Em palanque com Lula em Bangu, candidato ao governo do Rio acusa grupo político de ter ligação com o crime e diz que eleição será uma disputa para “salvar” o estado
O discurso de Eduardo Paes (PSD) em Bangu, neste sábado (22), veio com ar de confronto. Ao lado do presidente Lula (PT), o candidato ao governo do Rio afirmou que o crime organizado teria chegado ao coração do poder estadual e disparou contra seus adversários.
“Com essa turma, o crime organizado sentou no Palácio Guanabara”, afirmou Paes, arrancando aplausos da plateia no Estádio Moça Bonita.
Na sequência, o ex-prefeito do Rio citou a atuação da Polícia Federal e fez uma acusação direta envolvendo um de seus adversários.

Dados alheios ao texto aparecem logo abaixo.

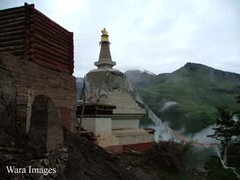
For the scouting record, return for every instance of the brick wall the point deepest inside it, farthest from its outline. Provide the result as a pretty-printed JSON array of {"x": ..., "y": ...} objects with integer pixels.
[
  {"x": 26, "y": 32},
  {"x": 59, "y": 86}
]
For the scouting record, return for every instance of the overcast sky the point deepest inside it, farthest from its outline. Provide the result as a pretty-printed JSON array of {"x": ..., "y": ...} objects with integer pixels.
[{"x": 155, "y": 35}]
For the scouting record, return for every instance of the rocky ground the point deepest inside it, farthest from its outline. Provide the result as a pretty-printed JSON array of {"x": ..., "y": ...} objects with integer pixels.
[
  {"x": 79, "y": 158},
  {"x": 49, "y": 151}
]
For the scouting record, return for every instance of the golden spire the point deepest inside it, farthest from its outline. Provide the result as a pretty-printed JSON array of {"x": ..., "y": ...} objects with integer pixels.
[{"x": 104, "y": 35}]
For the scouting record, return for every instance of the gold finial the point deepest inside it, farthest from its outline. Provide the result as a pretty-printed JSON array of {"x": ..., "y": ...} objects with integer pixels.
[
  {"x": 104, "y": 31},
  {"x": 104, "y": 35}
]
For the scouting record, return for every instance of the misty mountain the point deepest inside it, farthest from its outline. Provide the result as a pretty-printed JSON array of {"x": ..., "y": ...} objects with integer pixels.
[
  {"x": 187, "y": 97},
  {"x": 136, "y": 76}
]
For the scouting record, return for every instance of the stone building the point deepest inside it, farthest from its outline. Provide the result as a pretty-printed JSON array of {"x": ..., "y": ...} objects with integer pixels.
[
  {"x": 36, "y": 57},
  {"x": 108, "y": 88}
]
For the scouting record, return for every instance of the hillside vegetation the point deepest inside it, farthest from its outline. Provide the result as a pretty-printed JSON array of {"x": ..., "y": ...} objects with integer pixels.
[{"x": 187, "y": 97}]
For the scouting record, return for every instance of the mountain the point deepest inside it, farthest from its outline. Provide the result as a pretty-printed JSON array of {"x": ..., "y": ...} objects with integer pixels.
[
  {"x": 187, "y": 97},
  {"x": 136, "y": 76}
]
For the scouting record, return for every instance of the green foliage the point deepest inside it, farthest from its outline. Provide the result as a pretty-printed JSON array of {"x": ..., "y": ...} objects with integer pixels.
[
  {"x": 196, "y": 91},
  {"x": 226, "y": 128},
  {"x": 216, "y": 171}
]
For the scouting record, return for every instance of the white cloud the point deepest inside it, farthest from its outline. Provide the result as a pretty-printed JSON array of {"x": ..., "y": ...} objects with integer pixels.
[{"x": 156, "y": 35}]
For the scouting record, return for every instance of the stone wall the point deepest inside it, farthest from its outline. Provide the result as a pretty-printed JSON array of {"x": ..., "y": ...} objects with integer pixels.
[{"x": 27, "y": 75}]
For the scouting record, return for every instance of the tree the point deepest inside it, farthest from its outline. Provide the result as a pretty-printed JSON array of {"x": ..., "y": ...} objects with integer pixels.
[{"x": 227, "y": 126}]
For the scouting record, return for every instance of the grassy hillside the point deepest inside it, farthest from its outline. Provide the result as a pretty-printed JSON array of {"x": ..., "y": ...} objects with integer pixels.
[{"x": 187, "y": 97}]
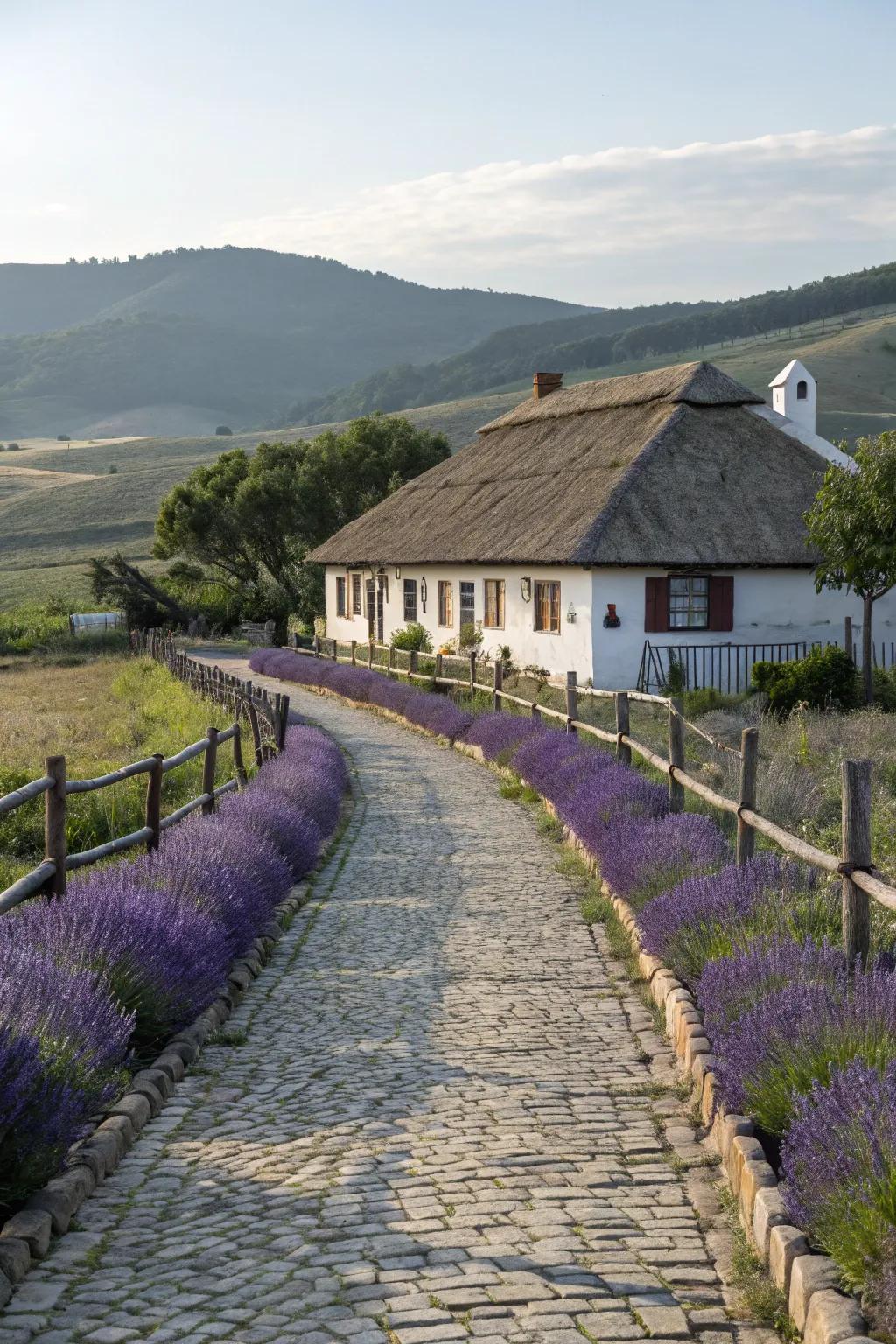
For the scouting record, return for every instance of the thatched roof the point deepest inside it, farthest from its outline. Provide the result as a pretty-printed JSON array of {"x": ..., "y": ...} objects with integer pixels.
[{"x": 668, "y": 468}]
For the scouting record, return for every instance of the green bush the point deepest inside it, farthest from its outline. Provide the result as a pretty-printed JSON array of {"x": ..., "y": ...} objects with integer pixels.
[
  {"x": 414, "y": 637},
  {"x": 825, "y": 679}
]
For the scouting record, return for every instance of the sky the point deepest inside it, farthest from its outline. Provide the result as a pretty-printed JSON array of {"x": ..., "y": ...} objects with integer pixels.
[{"x": 602, "y": 153}]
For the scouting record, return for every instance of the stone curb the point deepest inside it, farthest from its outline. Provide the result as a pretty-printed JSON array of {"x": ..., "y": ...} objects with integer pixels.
[
  {"x": 821, "y": 1313},
  {"x": 24, "y": 1236}
]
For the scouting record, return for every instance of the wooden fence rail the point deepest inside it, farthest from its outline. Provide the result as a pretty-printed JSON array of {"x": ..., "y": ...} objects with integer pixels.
[
  {"x": 855, "y": 865},
  {"x": 265, "y": 712}
]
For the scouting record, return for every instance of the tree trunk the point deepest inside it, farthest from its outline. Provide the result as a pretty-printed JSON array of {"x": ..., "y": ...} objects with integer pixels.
[{"x": 868, "y": 684}]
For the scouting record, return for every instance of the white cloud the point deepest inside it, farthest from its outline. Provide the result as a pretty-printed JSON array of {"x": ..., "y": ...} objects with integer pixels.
[{"x": 803, "y": 187}]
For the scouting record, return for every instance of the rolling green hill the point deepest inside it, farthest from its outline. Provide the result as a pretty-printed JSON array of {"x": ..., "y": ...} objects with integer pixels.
[
  {"x": 60, "y": 506},
  {"x": 612, "y": 338},
  {"x": 211, "y": 336}
]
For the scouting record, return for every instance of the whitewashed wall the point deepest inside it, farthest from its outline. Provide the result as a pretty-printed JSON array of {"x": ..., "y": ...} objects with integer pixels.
[
  {"x": 571, "y": 648},
  {"x": 770, "y": 606}
]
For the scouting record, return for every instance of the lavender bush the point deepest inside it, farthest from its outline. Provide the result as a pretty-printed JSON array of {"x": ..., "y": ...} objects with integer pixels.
[
  {"x": 735, "y": 984},
  {"x": 293, "y": 832},
  {"x": 642, "y": 857},
  {"x": 500, "y": 734},
  {"x": 718, "y": 914},
  {"x": 62, "y": 1046},
  {"x": 840, "y": 1167},
  {"x": 797, "y": 1037}
]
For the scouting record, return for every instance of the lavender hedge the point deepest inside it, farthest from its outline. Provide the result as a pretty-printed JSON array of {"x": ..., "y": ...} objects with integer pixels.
[
  {"x": 136, "y": 949},
  {"x": 840, "y": 1168}
]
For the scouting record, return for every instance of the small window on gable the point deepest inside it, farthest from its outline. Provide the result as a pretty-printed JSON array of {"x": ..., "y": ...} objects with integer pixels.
[{"x": 410, "y": 599}]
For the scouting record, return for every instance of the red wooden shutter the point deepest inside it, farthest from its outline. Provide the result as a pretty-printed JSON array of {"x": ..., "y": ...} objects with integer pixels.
[
  {"x": 655, "y": 605},
  {"x": 722, "y": 602}
]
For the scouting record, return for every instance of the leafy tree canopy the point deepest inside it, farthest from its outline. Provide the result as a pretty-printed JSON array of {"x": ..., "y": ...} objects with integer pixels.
[
  {"x": 852, "y": 524},
  {"x": 251, "y": 521}
]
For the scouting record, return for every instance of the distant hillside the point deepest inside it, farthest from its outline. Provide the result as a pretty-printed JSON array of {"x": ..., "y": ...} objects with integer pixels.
[
  {"x": 93, "y": 509},
  {"x": 601, "y": 340},
  {"x": 234, "y": 331}
]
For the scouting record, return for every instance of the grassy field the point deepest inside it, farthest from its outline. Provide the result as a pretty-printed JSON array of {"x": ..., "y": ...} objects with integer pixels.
[
  {"x": 63, "y": 503},
  {"x": 100, "y": 714}
]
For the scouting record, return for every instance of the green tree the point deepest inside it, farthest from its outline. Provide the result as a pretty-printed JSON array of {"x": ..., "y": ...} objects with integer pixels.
[
  {"x": 251, "y": 521},
  {"x": 852, "y": 524}
]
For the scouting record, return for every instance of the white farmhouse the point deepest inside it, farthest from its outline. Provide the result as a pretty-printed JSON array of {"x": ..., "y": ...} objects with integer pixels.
[{"x": 597, "y": 527}]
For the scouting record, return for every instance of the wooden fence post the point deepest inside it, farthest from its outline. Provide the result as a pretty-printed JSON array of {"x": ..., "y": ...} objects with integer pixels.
[
  {"x": 856, "y": 854},
  {"x": 208, "y": 770},
  {"x": 54, "y": 824},
  {"x": 747, "y": 792},
  {"x": 238, "y": 756},
  {"x": 572, "y": 699},
  {"x": 676, "y": 752},
  {"x": 153, "y": 802},
  {"x": 624, "y": 726}
]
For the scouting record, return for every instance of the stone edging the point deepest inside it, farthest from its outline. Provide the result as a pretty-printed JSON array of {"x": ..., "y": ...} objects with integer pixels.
[
  {"x": 24, "y": 1236},
  {"x": 808, "y": 1280}
]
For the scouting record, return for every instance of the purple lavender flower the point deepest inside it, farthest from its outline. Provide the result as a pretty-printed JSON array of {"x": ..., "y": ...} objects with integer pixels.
[
  {"x": 840, "y": 1164},
  {"x": 797, "y": 1037},
  {"x": 500, "y": 734},
  {"x": 437, "y": 714},
  {"x": 713, "y": 915},
  {"x": 732, "y": 985},
  {"x": 158, "y": 957},
  {"x": 293, "y": 832},
  {"x": 641, "y": 857}
]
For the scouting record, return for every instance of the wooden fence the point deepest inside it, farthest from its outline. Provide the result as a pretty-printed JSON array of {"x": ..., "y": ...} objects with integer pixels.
[
  {"x": 266, "y": 715},
  {"x": 853, "y": 864}
]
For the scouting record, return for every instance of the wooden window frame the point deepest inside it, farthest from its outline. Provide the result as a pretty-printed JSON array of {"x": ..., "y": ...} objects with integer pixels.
[
  {"x": 409, "y": 591},
  {"x": 536, "y": 601},
  {"x": 500, "y": 599},
  {"x": 446, "y": 605}
]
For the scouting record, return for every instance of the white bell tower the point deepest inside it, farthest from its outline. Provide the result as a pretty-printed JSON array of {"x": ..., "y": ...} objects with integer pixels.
[{"x": 793, "y": 394}]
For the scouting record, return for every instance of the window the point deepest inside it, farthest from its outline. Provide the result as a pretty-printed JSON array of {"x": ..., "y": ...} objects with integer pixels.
[
  {"x": 547, "y": 606},
  {"x": 690, "y": 602},
  {"x": 468, "y": 604},
  {"x": 494, "y": 604},
  {"x": 410, "y": 599},
  {"x": 446, "y": 604}
]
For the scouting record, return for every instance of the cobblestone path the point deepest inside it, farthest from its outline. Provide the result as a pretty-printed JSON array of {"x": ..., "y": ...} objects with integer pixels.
[{"x": 431, "y": 1118}]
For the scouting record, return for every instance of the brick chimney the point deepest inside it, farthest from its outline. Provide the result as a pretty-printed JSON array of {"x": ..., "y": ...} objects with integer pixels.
[{"x": 546, "y": 383}]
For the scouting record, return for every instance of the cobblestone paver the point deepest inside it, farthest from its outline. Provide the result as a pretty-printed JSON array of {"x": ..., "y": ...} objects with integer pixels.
[{"x": 431, "y": 1118}]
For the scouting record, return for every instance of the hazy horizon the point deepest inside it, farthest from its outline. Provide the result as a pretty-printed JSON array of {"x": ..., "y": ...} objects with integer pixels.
[{"x": 579, "y": 153}]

“Se não fosse a Polícia Federal brasileira entrar aqui e investigar a relação da política com o crime, quem seria meu adversário nessa eleição está preso. Tem nome e sobrenome”, disse Paes, ao mencionar Rodrigo Bacellar.
O candidato tentou transformar o discurso em um chamado à união do campo político que apoia Lula. “O Brasil não se salva se o Rio não se salvar”, afirmou.
Disputa pelo Senado entra no palanque
O ato também foi usado para reforçar a chapa ao Senado. Benedita da Silva (PT) e Pedro Paulo (PSD) participaram do evento e defenderam a eleição dos dois nomes apoiados pela aliança.
Benedita fez um apelo para que os eleitores não desperdicem o segundo voto para o Senado.
“São dois votos no estado do Rio de Janeiro. Compreendam isso”, afirmou.
A estratégia também foi defendida por Marcelo Freixo (PT), candidato a deputado federal. Segundo ele, a esquerda precisa apostar nos nomes com maior potencial para derrotar candidatos da direita.
Com a campanha esquentando, o palanque de Bangu deixou um recado claro: Paes pretende transformar a eleição para o governo do Rio em uma disputa não apenas por votos, mas também pelo discurso de combate ao crime e pela tentativa de afastar seus adversários das áreas mais sensíveis da política fluminense.